In general, you can prove that swapping two arbitrary faces can be done as the product of swapping pairs of adjacent faces, and as we've just shown the simpler process of just swapping one pair of faces leaves the distribution symmetric, we've therefore shown that all swaps will.

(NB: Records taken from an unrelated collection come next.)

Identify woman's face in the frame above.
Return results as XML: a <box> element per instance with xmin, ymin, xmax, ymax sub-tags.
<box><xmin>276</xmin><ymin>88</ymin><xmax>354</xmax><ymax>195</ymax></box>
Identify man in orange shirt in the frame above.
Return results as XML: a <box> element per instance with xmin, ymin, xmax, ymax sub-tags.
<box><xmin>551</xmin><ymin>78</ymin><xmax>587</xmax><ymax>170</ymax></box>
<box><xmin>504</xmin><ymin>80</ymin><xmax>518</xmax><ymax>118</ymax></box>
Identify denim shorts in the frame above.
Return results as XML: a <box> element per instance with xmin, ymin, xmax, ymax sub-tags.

For our example, we have the corner sums:
| Faces | Sum | Faces | Sum | Faces | Sum | Faces | Sum | |||
| 1,2,3 | 6 | 2,3,8 | 13 | 4,5,11 | 20 | 7,8,12 | 27 | |||
| 1,3,4 | 8 | 2,6,9 | 17 | 4,7,11 | 22 | 7,11,12 | 30 | |||
| 1,4,5 | 10 | 2,8,9 | 19 | 5,6,10 | 21 | 8,9,12 | 29 | |||
| 1,2,6 | 9 | 3,4,7 | 14 | 5,10,11 | 26 | 9,10,12 | 31 | |||
| 1,5,6 | 12 | 3,7,8 | 18 | 6,9,10 | 25 | 10,11,12 | 33 |
These have an average of 19.5, and are also symmetrically distributed about that point. The same argument given for the edges remaining symmetric under the exchange of faces can be adapted to prove the claim that the corner sums remain symmetrically distributed when pairs of faces are swapped.
The important fact throughout these arguments is that the opposite faces always add up to 13. If this wasn't the case, then the distribution would not remain symmetric under the swapping of all pairs of faces.